Externet Posted December 5 Posted December 5 Would it be possible ? If there was an intention to make winter solstice for the northern hemisphere to coincide with December 31, would counting a few years of februarys with 29 or 30 days instead and substracting a day or two to other months for the same few years; then returning to 'normal' when done... Or that would result in the opposite shift direction ? I have a mental fart on it. Is there other hurdles I do not notice ?
swansont Posted December 5 Posted December 5 If you added a day, the subsequent solstices and equinoxes would happen a calendar day earlier. (something that should be happening Mar 1 shifts to Feb 29) If you added a day to one month but subtracted it to a later month, there’s no net effect afterwards. We do this with daylight saving. Noon has not moved over the years. You could simply not observe leap years for a while, but why?
Peterkin Posted December 5 Posted December 5 Or you could just mark a different day on the calendar, maybe for the summer one, as well, just to be fair. One day, either way, wouldn't matter so much as far as observance goes. But if you wanted to move it 10 days, you'd either have to end the year on December 21st, and move every other date up 10 places, or remake the calendar. Hardly seems worth the effort. And the religious wouldn't like it one bit - especially the Christians, who picked their saviour's birthday to correspond with their approximation of the solstice, and incidentally the pagan festival of Yule.

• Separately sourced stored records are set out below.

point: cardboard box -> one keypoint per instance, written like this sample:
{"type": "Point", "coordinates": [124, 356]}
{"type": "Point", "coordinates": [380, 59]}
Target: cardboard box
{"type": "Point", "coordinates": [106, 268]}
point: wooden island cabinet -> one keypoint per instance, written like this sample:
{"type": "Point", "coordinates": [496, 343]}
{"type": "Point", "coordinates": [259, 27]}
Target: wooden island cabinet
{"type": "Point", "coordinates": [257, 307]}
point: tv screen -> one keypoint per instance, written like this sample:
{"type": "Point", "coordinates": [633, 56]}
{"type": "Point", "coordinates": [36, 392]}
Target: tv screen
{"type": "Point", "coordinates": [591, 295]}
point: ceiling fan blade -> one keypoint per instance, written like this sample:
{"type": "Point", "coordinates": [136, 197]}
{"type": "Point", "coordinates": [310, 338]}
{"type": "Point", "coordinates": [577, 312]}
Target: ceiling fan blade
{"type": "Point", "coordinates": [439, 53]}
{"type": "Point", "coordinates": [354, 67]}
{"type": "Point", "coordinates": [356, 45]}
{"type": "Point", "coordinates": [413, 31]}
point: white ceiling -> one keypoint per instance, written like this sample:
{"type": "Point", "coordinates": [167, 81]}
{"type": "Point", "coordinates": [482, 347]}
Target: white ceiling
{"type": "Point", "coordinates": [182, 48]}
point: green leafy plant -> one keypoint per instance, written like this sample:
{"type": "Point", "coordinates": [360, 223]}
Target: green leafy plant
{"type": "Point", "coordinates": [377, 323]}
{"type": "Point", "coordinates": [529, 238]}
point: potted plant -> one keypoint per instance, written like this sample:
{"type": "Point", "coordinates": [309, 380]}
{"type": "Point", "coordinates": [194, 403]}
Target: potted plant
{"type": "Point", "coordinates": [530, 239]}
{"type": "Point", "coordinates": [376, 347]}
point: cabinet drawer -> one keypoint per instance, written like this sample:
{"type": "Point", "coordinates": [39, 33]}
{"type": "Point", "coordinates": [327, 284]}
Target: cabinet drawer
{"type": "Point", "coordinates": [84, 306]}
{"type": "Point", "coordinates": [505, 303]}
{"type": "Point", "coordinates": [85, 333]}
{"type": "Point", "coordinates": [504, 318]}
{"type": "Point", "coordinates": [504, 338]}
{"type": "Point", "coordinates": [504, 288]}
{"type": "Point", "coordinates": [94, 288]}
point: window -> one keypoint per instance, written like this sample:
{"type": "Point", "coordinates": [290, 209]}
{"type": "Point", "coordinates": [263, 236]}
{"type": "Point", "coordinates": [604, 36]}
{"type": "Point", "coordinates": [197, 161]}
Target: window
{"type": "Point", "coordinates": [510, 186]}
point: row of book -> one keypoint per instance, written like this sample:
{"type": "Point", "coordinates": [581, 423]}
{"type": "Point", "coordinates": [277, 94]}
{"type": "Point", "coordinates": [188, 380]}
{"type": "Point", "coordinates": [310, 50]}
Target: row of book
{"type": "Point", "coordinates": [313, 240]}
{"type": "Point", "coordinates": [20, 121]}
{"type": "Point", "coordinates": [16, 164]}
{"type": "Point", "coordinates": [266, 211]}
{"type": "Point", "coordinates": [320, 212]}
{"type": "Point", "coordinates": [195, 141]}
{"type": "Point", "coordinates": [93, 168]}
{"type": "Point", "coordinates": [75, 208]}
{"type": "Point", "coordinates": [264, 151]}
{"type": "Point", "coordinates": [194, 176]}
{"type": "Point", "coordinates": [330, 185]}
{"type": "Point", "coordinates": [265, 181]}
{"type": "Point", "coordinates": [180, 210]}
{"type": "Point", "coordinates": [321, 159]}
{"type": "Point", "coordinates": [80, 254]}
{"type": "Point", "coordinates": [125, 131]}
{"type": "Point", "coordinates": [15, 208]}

swansont Posted December 5 Posted December 5 2 hours ago, Peterkin said: Or you could just mark a different day on the calendar, maybe for the summer one, as well, just to be fair. One day, either way, wouldn't matter so much as far as observance goes. But if you wanted to move it 10 days, you'd either have to end the year on December 21st, and move every other date up 10 places, or remake the calendar. Hardly seems worth the effort. And the religious wouldn't like it one bit - especially the Christians, who picked their saviour's birthday to correspond with their approximation of the solstice, and incidentally the pagan festival of Yule. It’s happened before (adopting the Gregorian calendar), and lots of people didn’t like losing 10-11 days. That shift was caused by not having the solstices on the right days, so Easter wasn’t on the right day, and the Christians might object to mucking it up all over again
Peterkin Posted December 6 Posted December 6 There may be better calendars, but the one we have works well enough to go on with.